После получения подтверждения в Discord продолжайте ниже.
Что такое Навыки и Кассеты
Ваши агенты активны. У них есть личности, процедуры отчётности и каналы Discord. Но прямо сейчас они не знают, в какой области работают. Они не знают, управляют ли рестораном, ведут торговые операции или поддерживают юридическую практику.
Навыки — это файлы знаний, которые вы пишете и передаёте своим агентам. Каждый навык учит агента выполнять конкретную задачу: управлять бронированием, формировать отчёт о прибылях и убытках, составлять публикации в социальных сетях. Чем больше навыков у агента, тем больше он может делать.
Кассета — это папка с навыками, объединёнными по тематике. Она представляет режим работы. Оператор ресторана может использовать кассету restaurant-ops. Создатель контента — кассету youtube и кассету social-media. Один и тот же агент может переключаться между кассетами в зависимости от того, над чем нужно работать в конкретный день.

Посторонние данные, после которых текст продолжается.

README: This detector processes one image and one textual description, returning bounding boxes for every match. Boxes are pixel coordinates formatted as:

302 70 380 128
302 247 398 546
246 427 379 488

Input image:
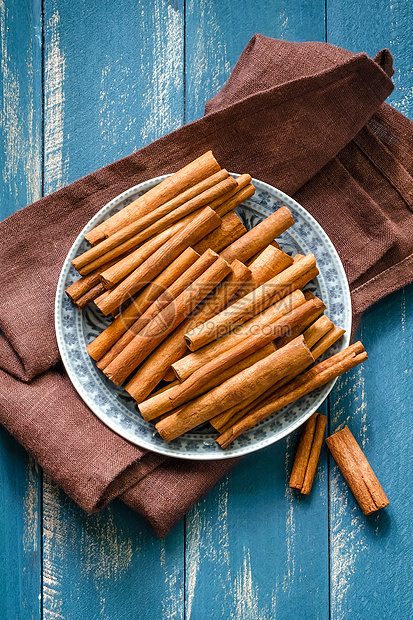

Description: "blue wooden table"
0 0 413 620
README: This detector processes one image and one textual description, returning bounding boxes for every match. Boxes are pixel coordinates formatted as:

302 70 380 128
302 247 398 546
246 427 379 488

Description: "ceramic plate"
55 174 351 460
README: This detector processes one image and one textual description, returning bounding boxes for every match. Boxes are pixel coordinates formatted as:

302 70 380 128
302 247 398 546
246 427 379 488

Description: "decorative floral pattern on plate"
55 174 351 460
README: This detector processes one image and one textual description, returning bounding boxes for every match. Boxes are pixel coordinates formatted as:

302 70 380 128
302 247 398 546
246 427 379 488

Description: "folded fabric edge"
121 458 241 538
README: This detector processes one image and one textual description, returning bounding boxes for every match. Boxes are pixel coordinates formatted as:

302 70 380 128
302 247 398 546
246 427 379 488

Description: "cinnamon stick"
122 260 251 402
326 426 389 515
194 211 247 254
301 413 327 495
218 207 294 262
104 257 231 382
94 207 221 314
172 290 305 381
85 151 221 245
289 413 327 495
185 254 316 351
65 249 132 303
72 170 232 271
215 183 255 217
156 336 312 441
139 343 275 421
86 248 199 361
216 342 367 448
76 282 105 309
94 250 218 370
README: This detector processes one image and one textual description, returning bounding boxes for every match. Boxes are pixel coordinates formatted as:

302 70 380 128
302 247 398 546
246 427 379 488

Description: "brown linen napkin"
0 35 413 536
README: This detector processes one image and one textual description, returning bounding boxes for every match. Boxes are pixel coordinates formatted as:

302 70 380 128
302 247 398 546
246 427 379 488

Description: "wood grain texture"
330 287 413 620
0 0 42 620
327 0 413 620
0 0 413 620
43 0 184 620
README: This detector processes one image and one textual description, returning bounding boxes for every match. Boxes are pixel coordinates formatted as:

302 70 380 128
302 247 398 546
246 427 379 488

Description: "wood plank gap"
182 0 187 126
40 0 46 200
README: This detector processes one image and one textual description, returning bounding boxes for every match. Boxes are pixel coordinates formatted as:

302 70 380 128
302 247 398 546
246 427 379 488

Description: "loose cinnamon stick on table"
172 290 305 381
72 170 232 271
83 216 181 278
97 250 218 370
326 426 389 515
156 336 312 441
309 325 346 359
65 248 134 303
275 295 326 349
289 413 327 495
85 151 221 245
216 342 367 448
218 207 294 262
104 257 231 385
141 299 322 412
185 254 316 351
86 248 199 361
94 207 221 314
126 260 251 402
194 211 247 254
76 282 105 309
139 342 275 421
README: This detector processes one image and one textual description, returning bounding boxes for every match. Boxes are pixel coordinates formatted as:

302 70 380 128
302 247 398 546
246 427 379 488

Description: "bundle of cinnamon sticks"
66 151 367 448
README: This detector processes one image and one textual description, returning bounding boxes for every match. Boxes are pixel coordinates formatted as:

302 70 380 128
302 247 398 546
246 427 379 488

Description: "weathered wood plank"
330 287 413 620
43 0 184 620
186 0 329 620
327 0 413 620
185 0 325 122
0 0 41 620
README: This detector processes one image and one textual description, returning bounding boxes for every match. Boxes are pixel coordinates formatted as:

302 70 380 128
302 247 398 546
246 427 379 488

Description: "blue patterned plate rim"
55 173 351 460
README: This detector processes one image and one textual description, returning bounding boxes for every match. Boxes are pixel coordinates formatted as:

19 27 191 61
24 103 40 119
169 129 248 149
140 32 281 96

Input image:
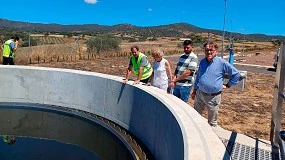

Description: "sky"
0 0 285 36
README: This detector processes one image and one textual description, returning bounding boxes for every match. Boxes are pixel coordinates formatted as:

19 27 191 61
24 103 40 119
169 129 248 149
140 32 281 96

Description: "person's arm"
123 60 133 83
165 61 173 81
146 71 154 86
134 66 144 84
224 61 240 88
172 69 192 82
123 67 132 83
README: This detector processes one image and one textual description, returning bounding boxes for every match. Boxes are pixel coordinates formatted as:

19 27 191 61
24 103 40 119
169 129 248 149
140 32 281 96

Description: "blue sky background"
0 0 285 36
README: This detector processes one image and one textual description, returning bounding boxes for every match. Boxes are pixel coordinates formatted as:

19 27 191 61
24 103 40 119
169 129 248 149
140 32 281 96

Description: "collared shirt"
175 52 198 86
194 57 240 93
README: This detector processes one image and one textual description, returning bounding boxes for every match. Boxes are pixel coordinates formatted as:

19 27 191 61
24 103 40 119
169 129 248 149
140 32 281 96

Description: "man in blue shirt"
191 42 240 127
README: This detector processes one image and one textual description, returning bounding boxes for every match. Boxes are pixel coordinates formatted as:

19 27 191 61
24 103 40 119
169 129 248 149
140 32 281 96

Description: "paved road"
165 54 275 75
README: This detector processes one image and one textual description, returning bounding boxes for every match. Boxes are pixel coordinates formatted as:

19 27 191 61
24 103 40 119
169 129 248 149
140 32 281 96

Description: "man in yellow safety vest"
1 36 19 65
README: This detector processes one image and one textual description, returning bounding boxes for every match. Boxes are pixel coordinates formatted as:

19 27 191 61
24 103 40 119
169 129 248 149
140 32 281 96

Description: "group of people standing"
123 40 240 127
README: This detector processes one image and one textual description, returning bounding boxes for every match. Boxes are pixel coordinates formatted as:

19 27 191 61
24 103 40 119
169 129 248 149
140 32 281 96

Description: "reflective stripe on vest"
3 39 15 58
131 53 152 80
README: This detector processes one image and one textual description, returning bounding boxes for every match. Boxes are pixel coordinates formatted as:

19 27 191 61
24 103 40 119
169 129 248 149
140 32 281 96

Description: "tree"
86 35 121 54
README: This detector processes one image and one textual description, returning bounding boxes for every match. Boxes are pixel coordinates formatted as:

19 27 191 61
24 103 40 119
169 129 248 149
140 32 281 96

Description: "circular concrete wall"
0 66 229 160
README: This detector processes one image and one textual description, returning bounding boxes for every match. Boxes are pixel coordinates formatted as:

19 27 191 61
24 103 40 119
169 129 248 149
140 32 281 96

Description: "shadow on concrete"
267 68 276 72
117 83 126 104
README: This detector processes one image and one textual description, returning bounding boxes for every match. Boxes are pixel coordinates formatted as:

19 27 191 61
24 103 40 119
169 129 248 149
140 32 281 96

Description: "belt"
200 90 222 96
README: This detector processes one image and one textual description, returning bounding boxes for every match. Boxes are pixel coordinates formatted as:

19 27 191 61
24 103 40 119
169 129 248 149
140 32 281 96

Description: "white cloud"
84 0 98 4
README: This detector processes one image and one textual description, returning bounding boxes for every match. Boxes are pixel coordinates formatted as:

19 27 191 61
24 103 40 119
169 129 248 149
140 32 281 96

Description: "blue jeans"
173 86 192 102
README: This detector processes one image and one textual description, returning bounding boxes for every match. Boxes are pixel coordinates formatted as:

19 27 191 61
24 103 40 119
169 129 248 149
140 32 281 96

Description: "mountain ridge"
0 18 285 41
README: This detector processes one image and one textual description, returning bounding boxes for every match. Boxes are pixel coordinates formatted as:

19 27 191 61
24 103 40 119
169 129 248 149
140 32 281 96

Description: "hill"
0 18 285 41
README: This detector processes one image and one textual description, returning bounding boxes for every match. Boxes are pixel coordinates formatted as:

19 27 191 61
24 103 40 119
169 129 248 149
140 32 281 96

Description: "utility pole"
242 27 246 54
221 0 227 58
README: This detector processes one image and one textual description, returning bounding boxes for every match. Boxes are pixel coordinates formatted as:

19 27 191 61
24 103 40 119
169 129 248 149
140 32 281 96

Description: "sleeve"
140 56 148 67
129 59 133 67
194 65 201 89
9 42 16 49
187 57 198 70
224 61 240 86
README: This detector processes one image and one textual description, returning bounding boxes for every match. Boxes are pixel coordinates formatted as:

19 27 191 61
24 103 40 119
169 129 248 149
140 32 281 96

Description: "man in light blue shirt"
191 42 240 127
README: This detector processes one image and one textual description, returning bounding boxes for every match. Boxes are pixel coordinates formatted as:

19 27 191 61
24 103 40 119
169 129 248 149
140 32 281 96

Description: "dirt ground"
30 52 285 140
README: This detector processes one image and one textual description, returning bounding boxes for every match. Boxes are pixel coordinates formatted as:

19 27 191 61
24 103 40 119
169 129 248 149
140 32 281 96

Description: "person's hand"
191 91 196 100
134 80 140 85
123 79 129 84
168 82 175 88
223 84 231 89
15 41 19 48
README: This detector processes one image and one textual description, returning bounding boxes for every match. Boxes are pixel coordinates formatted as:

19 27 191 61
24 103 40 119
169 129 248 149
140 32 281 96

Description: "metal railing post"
270 42 285 147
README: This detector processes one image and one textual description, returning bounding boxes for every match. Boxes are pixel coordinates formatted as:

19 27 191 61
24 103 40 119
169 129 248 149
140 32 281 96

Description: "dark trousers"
2 57 14 65
140 77 150 84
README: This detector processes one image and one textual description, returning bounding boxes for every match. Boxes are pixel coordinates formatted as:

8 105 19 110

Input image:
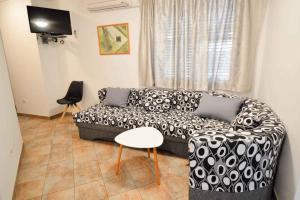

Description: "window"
154 3 234 83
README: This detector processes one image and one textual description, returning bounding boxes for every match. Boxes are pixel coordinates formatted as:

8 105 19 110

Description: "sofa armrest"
188 124 285 192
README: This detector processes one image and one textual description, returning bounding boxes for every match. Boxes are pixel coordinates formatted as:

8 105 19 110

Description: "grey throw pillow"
103 88 130 107
193 94 244 122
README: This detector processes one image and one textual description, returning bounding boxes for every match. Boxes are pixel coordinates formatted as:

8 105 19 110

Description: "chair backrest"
65 81 83 100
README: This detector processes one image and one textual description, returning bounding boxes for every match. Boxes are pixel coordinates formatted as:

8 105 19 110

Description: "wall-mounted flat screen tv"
27 6 72 35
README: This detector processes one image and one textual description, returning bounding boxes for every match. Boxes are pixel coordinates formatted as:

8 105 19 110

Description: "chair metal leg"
74 103 80 112
116 144 123 175
60 104 69 121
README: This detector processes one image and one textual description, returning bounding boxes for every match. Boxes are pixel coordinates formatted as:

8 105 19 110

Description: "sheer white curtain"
139 0 267 91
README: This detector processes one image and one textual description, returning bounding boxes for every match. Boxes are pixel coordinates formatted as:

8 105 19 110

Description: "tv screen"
27 6 72 35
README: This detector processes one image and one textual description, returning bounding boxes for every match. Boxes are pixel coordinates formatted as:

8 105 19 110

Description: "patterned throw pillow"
142 89 172 112
231 107 267 130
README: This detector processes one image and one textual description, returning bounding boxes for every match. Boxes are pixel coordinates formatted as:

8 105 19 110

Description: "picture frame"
97 23 130 55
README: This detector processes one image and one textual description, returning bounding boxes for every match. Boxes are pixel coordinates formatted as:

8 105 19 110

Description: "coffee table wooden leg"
147 148 150 158
116 144 123 174
153 148 160 185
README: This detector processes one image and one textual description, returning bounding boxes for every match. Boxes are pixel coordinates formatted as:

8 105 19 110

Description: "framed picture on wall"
97 23 130 55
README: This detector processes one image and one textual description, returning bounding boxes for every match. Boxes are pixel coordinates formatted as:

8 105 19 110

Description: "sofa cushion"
172 90 202 112
74 103 230 139
231 99 272 130
103 88 130 107
142 89 172 112
193 93 244 122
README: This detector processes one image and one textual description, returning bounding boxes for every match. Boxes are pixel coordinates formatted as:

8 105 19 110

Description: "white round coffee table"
115 127 164 185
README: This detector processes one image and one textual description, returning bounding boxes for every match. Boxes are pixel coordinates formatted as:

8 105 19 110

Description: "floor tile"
73 146 96 162
161 176 189 199
74 160 102 186
15 116 189 200
103 173 136 196
99 159 125 178
75 182 108 200
49 144 73 163
17 166 47 183
15 177 45 200
138 184 172 200
42 188 75 200
43 161 74 194
20 154 49 169
109 189 142 200
128 167 156 187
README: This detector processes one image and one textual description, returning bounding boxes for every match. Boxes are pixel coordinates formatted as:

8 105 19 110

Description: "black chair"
57 81 83 120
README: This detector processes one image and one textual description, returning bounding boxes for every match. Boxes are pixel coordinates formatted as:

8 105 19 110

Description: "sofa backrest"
98 88 241 112
98 88 145 107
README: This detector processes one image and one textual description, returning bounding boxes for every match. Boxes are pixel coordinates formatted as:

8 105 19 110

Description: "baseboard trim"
17 112 63 119
12 142 24 199
272 189 278 200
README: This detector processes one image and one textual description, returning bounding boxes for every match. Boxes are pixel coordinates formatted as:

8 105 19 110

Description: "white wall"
0 32 22 200
255 0 300 200
0 0 49 116
32 0 140 109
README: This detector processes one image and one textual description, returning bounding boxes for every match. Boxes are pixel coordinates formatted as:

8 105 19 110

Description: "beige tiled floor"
15 116 188 200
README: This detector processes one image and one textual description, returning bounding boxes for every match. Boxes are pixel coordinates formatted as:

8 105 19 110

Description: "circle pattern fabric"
80 88 286 192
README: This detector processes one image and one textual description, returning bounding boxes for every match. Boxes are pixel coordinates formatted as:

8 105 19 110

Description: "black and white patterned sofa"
74 88 286 200
188 99 286 200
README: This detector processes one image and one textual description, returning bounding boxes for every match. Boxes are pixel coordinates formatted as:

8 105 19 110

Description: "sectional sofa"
74 88 286 200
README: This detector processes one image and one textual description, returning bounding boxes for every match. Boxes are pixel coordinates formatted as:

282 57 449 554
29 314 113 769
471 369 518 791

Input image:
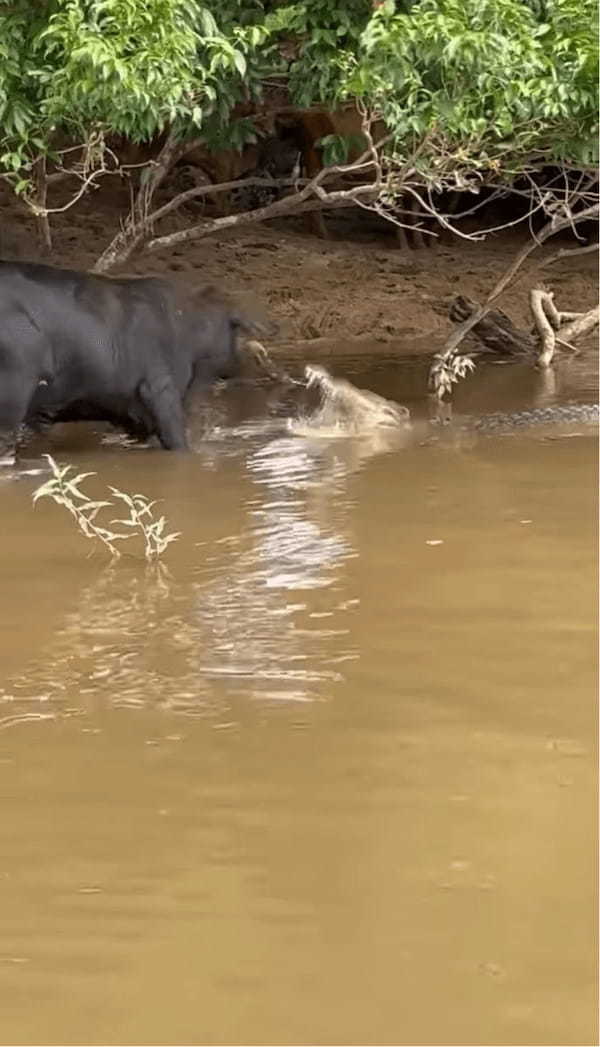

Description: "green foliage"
0 0 598 206
341 0 598 170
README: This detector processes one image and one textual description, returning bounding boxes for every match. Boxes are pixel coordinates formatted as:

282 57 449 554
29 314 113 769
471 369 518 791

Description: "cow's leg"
139 378 187 451
0 372 35 466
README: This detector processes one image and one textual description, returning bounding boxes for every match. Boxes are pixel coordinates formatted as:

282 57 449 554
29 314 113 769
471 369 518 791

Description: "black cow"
0 262 267 458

Система кассет основана на режимах. Один файл — ACTIVE_MODE.txt — сообщает каждому агенту, какая кассета активна в данный момент. При смене режима вы обновляете этот файл. Агенты читают его в начале сессии и автоматически загружают нужные навыки.
Это означает следующее:
- Сегодня:
ACTIVE_MODE.txtсодержитyoutube→ агенты загружают навыки YouTube - Завтра: вы меняете на
trade→ агенты загружают торговые навыки - Агент не меняется. Меняется режим.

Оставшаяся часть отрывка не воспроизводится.